Police Say Sue Gray Report Should Be Watered Down – But Deny Delaying Publication

The Met want only "minimal reference" to alleged parties they are investigating.
The Met is investigating several alleged parties in Downing Street and Whitehall
The Met is investigating several alleged parties in Downing Street and Whitehall
Kirsty O'Connor via PA Wire/PA Images

Confusion surrounds Sue Gray’s report into parties in Downing Street during lockdown after the Metropolitan Police called for it to be watered down – but later denied delaying the publication.

The Met said the eagerly-anticipated document should only make “minimal reference” to the gatherings that they are investigating in case it prejudiced their inquiries.

Scotland Yard’s initial statement put Gray in the position of having to decide whether to hand over a stripped down version of her report to Number 10 or delay it until after the police probe is concluded.

It was later thought, however, a redacted version of the top civil servant’s probe will be published next week.

In a bombshell statement, the Met said: “For the events the Met is investigating, we asked for minimal reference to be made in the Cabinet Office report.

“The Met did not ask for any limitations on other events in the report, or for the report to be delayed, but we have had ongoing contact with the Cabinet Office, including on the content of the report to avoid any prejudice to our investigation.”

But late on Friday, the Met published a second statement revealing it had received the material requested from the Cabinet Office to support the investigation adding that it had not delayed the publication of the Gray report.

Commander Catherine Roper, who leads the Met’s central specialist crime command, said the timing of the document’s release was a matter for the Cabinet Office.

“We have not delayed this report and the timing of its release is a matter for the Cabinet Office inquiry team,” she said.

The force previously argued the constraints on the Cabinet Office report into “partygate” were necessary to “avoid any prejudice to our investigation”.

The new statement, issued on Friday evening, contains no mention of the term “prejudice”.

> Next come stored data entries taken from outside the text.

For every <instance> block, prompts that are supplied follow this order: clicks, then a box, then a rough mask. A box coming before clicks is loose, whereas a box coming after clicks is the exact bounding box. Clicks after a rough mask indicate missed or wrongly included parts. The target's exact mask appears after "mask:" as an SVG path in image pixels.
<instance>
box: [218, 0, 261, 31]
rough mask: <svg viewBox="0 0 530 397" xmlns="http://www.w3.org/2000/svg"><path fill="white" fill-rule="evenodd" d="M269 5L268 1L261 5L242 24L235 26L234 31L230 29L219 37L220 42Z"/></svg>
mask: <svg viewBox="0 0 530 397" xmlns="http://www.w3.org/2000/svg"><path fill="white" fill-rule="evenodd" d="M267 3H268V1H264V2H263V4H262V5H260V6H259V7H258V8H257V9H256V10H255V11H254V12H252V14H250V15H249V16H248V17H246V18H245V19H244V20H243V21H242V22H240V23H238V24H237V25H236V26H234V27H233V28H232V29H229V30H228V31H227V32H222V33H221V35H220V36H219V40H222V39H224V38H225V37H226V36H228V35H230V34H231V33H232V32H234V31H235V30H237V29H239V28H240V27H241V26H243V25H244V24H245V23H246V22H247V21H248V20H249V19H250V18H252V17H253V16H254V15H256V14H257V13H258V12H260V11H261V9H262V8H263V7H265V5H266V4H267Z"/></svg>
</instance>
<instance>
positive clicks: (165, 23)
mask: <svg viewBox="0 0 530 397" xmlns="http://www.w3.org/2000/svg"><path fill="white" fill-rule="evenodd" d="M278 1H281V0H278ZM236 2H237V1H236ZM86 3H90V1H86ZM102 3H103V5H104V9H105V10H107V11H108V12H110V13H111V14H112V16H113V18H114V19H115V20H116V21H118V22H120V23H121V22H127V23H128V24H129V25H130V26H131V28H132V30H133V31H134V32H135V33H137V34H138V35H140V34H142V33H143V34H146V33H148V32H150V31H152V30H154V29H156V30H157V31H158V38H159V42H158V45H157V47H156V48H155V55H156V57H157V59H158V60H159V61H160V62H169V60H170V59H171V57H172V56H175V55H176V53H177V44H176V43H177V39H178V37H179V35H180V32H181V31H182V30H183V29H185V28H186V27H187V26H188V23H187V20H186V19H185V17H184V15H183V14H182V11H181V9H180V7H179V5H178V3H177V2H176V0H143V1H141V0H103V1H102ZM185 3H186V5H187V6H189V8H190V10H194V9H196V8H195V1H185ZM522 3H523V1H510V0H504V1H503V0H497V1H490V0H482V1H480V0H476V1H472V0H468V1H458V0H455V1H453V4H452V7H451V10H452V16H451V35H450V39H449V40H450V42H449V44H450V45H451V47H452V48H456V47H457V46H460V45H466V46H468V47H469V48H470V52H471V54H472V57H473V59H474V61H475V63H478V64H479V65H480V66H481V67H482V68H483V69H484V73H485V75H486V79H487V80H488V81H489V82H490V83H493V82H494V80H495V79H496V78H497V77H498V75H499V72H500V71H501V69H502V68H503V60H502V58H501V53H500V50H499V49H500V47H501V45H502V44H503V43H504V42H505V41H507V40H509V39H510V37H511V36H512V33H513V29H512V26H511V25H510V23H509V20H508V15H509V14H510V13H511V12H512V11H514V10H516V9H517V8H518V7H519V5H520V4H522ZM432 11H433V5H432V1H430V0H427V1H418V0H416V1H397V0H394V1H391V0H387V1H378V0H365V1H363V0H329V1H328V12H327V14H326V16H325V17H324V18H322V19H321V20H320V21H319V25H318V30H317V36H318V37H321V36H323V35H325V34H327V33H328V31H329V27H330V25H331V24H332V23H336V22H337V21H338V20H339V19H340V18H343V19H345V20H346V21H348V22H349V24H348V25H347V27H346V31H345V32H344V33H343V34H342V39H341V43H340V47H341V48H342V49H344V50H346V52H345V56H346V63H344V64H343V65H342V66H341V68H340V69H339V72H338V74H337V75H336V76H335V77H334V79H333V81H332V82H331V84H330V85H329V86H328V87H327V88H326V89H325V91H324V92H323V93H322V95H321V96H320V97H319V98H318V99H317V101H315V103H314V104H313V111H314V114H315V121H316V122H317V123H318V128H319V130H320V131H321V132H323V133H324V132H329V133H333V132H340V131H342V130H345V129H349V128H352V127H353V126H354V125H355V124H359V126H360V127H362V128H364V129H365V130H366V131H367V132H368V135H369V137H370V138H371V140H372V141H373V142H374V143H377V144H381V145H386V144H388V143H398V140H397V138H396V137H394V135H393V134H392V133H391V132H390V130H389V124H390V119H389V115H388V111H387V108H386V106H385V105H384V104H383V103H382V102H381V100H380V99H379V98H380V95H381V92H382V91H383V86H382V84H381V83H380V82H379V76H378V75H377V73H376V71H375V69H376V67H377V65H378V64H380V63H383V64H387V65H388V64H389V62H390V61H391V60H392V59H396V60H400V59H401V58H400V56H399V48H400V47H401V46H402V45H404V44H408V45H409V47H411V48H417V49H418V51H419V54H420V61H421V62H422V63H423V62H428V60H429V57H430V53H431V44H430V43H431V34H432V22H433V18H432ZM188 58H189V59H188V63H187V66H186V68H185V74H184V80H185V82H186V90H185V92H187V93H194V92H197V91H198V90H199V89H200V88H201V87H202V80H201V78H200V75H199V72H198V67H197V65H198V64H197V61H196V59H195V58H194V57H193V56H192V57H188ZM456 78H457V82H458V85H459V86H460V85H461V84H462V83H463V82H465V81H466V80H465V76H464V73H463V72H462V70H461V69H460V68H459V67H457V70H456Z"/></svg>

The Met’s initial statement was condemned by Boris Johnson’s political opponents, who believe it takes the immediate political pressure off the prime minister.

Ian Blackford, the SNP’s leader at Westminster, accused the police of “kicking this into the long grass”.

Former Lib Dem leader Tim Farron said the Met “has lost the consent of the people it serves”.

It had been widely expected that the Gray report would be handed to Number 10 on Wednesday, with the prime minister due to make a statement to parliament within hours.

However, it has been hit by delays as government and police lawyers analysed its contents to decide what could be published.

The PM’s spokesman also dismissed suggestions that No. 10 will seek to block the publication of parts of the report.

He said: “It remains our intention to publish the report as it is received from the investigation.”

The Met’s Roper said the offences under investigation, where proven, would normally result in the issuing of a fixed penalty notice.

Story was updated to reflect the Met’s second statement.